Our goals for 2015 include continuing critical masonry repairs, beginning repairs to the 1878 Steer & Turner organ as well as difficult-to-reach roof and cornice repairs. We also plan on rehabilitating 3 stained glass windows.
Fort Plain, NY
The village of Fort Plain is located in western Montgomery County, New York. Settled in 1738 and incorporated in 1832, it was named after a fort built during the American Revolution. The opening of the Erie Canal brought prosperity to the village and it was a major center of industry for several decades. Like many small towns and villages in New York’s rust belt region, Fort Plain was greatly affected by the Great Depression and the subsequent loss of manufacturing jobs.

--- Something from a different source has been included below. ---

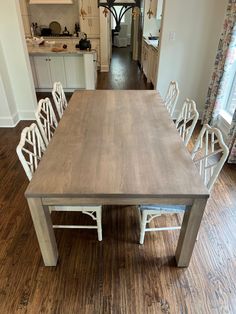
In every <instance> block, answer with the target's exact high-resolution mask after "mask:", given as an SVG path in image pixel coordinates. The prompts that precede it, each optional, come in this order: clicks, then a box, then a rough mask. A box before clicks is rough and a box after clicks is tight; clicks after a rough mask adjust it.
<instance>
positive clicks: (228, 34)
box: [202, 0, 236, 163]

Architecture Preserved in Amber
Today Fort Plain is celebrating its past with an eye towards its future. Like the surrounding towns of Canajoharie, Nelliston and Palatine Bridge, many of its buildings were constructed in the late 19th Century and remain relatively untouched. That they have stood for so long is a testament to the skilled laborers that built them and the quality materials used in their construction. Back then it was all locally sourced!
Unity Hall Timeline
1879: The Clinton Liberal Institute, a Universalist Secondary School with notable attendees including President Grover Cleveland, moves from Clinton, NY to Fort Plain. It was located on the site of the current Fort Plain High School in a former women’s seminary.
1896: The present Universalist church building was built at the corner of Mohawk and Center Streets in Fort Plain.

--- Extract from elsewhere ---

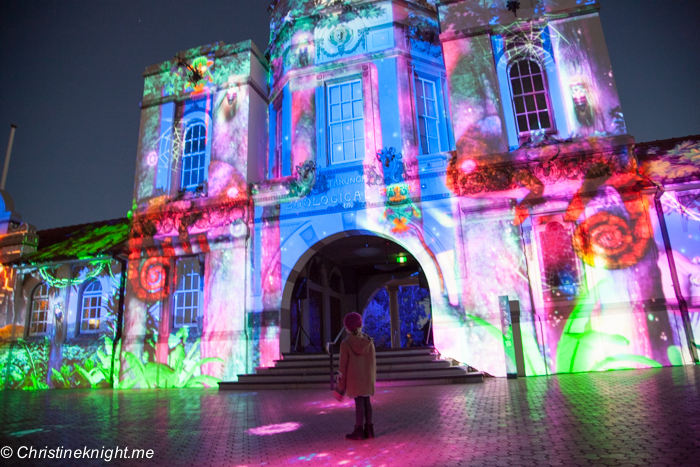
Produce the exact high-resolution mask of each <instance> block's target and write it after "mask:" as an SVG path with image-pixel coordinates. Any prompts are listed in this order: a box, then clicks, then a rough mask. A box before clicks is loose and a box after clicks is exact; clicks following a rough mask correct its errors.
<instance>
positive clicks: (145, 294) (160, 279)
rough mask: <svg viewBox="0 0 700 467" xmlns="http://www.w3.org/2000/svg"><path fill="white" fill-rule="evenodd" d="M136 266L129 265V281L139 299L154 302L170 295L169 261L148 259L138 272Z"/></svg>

1900: The Clinton Liberal Institute is destroyed by fire.
2011: The Mohawk Valley Collective, then known as Historic Fort Plain, rallies to try to save the church with the help of local contractor.
The Universalist Church of the Messiah has a long history in the village of Fort Plain. The Universalist Society of Minden was organized on April 6, 1833, and the first church dedicated on December 15, 1833. The first church was wooden, and was remodeled twice in 1855, and in 1874. The wooden church was then knocked down and replaced with the current building in 1896. The church can hold 450 people in the main auditorium and with Sunday school part another 350 people. Daniel Wright was the reverend when the current church was erected. The Clinton Liberal Institute during its tenure in Fort Plain was closely tied to the Universalist Church of the Messiah. The school was Universalist. Many students and teachers attended church services and social activities. Students were not required to attend Universalist services; they could attend any Christian religious service on Sunday. Many did choose to attend Universalist services though. Second President of CLI, Charles E. Burbank was also president of the Chapin Club of the Universalist Church. The church was built in the Romanesque revival style common for churches built during this period of history and in this part of New York state. The Church remained in Universalist hands till 1997, when it was transferred to the Southern Episcopal Church. The church was closed because of a decline in membership; in 1996, there were only 24 members of whom 10 were active.
One thing that sets the former church apart from other churches in Fort Plain is its stunning Romanesque Revival-style architecture and the Byzantine style ceiling in the nave. The building also boasts stunning stained glass windows which interestingly, aren’t religious in theme; they were created by the Kokomo Opalescent Glass Company, which has been making art glass, hand-blown glass and sheet glass since 1888.
The former Universalist Church, now Unity Hall, is the tallest and most prominent building in Fort Plain and has stood downtown at the corner of Mohawk and Center Streets since 1896. Our organization has succeeded in saving the building from demolition and now we want to make it an arts-oriented community center for people in Western Montgomery County, serving a multitude of purposes: concert hall, theater space, fine arts gallery space, educational center with classroom and workshop facilities and more. We also hope to open a small cafe or coffeehouse and create a space for special events such as weddings and graduations, all located in the heart of Fort Plain.